The shadow that passed across her face hinted at unspoken pain. She’d gone through divorce too. Though she hadn’t talked much about it on the previous occasions when they had met.
He dragged in a deep breath. Spit it out. Get this over and done with. ‘It took a few wipe-out weeks at work for me to realise going out and drinking wasn’t the way to deal with it.’
‘It usually isn’t,’ she said.
> He was a guy. A tough, successful guy. To him, being unable to cope with loss was a sign of weakness. Weakness he wasn’t genetically programmed to admit to. But the way he’d fallen to pieces had lost him money. That couldn’t be allowed to happen again.
‘Surely you had counselling?’ she said. ‘I did after my divorce. It helped.’
‘Guys like me don’t do counselling.’
‘You bottle it all up inside you instead?’
‘Something like that.’
‘That’s not healthy—it festers,’ she said. ‘Not that it’s any of my business.’
The definitive turning point in his life had not been his divorce. That had come much earlier, when he’d been aged fifteen, angry and rebellious. He’d been forced to face up to the way his life was going, the choices he would have to make. To take one path or another.
Jake didn’t know how much Eliza knew about Dominic’s charity—The Underground Help Centre in Brisbane for homeless young people—or Jake’s involvement in it. A social worker with whom both Dominic and Jake had crossed paths headed the charity. Jim Hill had helped Jake at a time when he’d most needed it. He had become a friend. Without poking or prying, he had noticed Jake’s unexpected devastation after his marriage break-up, and pointed him in the right direction for confidential help.
‘Someone told me about a support group for divorced guys,’ Jake said, with a quick, sideways glance to Eliza and in a tone that did not invite further questions.
‘That’s good,’ she said with an affirmative nod.
He appreciated that she didn’t push it.

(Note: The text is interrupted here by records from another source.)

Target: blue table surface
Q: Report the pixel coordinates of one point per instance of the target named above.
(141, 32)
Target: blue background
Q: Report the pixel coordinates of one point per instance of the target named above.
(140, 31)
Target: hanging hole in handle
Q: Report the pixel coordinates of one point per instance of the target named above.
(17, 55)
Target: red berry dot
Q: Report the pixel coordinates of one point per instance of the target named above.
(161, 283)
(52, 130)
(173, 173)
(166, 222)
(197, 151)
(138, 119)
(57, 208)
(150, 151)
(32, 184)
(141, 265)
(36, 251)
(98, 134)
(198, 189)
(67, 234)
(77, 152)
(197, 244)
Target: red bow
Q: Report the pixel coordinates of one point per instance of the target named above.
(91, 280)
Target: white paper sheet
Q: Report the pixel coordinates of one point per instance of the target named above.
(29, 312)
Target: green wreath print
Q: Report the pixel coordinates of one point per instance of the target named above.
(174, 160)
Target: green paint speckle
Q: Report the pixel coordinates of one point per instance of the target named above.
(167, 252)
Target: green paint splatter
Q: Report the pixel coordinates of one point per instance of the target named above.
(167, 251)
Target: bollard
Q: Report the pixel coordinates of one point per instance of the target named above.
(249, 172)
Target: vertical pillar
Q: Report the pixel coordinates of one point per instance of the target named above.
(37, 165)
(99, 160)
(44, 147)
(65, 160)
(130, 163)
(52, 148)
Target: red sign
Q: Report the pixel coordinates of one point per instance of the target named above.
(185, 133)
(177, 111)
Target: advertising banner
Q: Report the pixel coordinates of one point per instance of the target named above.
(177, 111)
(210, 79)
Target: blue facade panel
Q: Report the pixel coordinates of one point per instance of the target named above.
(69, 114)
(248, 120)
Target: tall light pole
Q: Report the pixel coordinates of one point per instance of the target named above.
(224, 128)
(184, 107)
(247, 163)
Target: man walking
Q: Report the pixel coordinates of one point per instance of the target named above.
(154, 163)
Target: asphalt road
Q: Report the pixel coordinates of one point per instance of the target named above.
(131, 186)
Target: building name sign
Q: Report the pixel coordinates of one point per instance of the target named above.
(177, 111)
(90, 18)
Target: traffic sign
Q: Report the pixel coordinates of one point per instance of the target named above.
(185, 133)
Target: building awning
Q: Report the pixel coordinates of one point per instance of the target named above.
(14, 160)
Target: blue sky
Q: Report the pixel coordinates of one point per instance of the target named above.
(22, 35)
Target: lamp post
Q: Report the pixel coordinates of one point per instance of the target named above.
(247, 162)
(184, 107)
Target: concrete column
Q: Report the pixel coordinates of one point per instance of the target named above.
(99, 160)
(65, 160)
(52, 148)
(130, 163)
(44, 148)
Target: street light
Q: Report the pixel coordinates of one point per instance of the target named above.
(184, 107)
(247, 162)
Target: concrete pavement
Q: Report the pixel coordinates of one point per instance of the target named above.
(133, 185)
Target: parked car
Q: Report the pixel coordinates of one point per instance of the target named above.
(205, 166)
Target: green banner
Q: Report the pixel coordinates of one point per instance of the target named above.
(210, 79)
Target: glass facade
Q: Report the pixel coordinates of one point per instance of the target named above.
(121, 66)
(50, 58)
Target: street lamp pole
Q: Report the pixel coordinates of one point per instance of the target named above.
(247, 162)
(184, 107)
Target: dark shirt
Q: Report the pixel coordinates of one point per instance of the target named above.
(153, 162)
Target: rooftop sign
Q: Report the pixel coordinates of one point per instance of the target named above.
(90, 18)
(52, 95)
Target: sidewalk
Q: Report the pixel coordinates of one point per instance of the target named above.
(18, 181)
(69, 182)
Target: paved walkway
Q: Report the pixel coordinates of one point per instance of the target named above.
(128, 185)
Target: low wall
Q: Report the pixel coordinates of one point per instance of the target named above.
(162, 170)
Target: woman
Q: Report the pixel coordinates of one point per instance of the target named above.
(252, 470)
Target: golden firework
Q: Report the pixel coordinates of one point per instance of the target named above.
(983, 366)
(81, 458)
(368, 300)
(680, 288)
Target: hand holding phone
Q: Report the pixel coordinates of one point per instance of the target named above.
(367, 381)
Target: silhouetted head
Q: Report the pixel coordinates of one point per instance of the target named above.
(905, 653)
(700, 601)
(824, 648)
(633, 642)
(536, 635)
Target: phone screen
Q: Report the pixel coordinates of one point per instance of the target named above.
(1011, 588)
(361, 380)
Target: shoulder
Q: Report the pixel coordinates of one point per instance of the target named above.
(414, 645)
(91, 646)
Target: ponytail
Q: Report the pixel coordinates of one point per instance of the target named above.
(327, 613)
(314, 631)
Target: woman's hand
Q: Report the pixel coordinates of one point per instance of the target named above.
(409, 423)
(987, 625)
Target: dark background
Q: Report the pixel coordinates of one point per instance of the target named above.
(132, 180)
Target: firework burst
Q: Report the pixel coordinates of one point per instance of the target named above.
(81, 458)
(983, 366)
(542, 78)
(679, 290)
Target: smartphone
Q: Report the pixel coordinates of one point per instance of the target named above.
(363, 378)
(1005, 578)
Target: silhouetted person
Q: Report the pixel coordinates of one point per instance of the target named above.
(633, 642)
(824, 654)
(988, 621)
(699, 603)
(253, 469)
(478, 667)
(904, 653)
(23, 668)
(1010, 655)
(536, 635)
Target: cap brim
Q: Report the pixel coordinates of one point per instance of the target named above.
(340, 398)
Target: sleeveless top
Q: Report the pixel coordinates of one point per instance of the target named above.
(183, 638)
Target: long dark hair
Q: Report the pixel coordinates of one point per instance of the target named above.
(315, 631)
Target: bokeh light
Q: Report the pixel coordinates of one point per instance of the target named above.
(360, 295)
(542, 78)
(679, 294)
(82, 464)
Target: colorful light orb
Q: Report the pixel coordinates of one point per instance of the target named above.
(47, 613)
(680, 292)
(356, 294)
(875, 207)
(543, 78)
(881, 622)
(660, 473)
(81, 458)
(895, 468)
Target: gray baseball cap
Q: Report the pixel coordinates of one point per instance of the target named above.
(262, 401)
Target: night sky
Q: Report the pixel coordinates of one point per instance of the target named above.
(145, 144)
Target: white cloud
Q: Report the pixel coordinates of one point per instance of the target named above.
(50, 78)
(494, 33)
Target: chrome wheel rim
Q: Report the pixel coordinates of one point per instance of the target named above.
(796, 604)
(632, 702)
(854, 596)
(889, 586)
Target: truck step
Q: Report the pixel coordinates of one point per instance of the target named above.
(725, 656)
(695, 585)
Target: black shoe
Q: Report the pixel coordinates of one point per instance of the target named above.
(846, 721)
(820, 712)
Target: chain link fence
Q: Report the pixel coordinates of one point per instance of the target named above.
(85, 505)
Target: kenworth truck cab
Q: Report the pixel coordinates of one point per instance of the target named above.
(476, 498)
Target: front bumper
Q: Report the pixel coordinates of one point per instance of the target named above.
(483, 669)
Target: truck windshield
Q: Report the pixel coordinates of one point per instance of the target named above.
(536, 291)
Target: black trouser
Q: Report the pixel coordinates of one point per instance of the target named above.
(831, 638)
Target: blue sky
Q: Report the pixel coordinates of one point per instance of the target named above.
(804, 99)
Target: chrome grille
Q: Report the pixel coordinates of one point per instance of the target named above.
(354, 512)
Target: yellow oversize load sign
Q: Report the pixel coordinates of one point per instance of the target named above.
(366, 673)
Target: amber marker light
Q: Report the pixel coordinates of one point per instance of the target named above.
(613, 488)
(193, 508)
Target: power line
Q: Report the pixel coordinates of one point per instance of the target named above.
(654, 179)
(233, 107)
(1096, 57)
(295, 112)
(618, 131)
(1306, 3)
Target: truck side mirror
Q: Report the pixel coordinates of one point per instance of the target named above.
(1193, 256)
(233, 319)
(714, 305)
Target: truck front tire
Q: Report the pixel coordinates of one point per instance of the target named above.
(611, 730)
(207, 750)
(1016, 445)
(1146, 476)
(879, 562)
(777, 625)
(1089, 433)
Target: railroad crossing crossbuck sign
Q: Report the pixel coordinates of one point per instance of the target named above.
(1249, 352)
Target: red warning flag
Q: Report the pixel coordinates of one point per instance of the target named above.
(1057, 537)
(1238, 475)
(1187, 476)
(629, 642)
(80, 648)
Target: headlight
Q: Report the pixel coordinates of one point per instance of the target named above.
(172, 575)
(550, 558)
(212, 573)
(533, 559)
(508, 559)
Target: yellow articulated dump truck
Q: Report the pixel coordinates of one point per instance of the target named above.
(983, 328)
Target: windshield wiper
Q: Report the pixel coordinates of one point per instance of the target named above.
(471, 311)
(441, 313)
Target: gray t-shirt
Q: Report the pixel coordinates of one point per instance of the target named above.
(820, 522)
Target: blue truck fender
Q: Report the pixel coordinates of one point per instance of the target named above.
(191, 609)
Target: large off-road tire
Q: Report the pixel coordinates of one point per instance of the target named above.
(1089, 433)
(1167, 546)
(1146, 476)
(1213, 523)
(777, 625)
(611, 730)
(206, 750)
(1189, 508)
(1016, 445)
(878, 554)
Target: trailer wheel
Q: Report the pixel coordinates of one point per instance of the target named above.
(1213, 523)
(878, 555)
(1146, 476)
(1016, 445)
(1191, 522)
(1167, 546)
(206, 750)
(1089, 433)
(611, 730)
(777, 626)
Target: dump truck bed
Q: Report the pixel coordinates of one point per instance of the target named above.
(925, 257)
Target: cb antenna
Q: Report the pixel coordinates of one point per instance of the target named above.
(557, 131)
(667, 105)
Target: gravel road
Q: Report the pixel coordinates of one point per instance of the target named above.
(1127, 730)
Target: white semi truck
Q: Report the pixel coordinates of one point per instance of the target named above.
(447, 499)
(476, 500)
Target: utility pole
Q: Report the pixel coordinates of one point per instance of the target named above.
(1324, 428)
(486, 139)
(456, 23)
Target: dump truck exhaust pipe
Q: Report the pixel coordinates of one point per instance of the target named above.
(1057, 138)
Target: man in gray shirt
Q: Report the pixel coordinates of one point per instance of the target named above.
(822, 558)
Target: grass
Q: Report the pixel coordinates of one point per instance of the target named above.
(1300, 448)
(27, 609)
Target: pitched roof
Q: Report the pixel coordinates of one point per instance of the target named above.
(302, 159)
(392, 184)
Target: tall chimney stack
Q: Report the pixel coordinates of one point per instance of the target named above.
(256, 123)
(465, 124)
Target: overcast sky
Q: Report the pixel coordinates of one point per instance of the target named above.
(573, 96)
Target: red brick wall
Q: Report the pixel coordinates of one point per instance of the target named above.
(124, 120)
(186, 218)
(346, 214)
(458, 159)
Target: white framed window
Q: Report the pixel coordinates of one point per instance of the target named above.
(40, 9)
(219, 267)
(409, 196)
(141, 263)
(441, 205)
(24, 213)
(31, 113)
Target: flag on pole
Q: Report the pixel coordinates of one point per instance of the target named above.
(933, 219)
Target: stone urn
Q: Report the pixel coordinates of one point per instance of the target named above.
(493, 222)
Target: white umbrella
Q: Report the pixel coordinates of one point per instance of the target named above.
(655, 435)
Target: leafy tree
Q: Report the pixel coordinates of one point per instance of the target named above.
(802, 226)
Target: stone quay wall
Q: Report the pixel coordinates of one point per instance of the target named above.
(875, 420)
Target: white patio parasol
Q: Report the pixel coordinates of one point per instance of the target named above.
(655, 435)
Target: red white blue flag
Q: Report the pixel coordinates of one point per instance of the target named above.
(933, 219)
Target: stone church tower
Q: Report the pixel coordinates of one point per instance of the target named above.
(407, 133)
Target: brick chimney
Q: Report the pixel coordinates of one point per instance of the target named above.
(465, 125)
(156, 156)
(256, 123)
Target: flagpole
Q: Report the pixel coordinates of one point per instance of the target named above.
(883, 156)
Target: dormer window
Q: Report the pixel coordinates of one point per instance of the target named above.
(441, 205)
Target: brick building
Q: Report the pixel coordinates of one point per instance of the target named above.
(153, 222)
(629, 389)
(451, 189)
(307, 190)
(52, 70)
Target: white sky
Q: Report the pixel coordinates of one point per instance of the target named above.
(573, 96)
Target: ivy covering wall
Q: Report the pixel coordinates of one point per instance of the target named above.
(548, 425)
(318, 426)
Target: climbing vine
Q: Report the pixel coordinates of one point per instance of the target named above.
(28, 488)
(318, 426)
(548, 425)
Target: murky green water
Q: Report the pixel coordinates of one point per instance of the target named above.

He still choked at the thought he’d had to seek help.
The support group had been exclusive, secret, limited to a small number of elite men rich enough to pay the stratospheric fees. Men who wanted to protect their wealth in the event of remarriage, who needed strategies to avoid the pitfalls of dating after divorce. Jake had wanted to know how to barricade his heart as well as his bank balance.
The men and the counsellors had gone into lockdown for a weekend at a luxury retreat deep in the rainforest. It had been on a first-name-only basis, but Jake had immediately recognised some of the high-profile men. No doubt they had recognised him too. But they had proved to be discreet.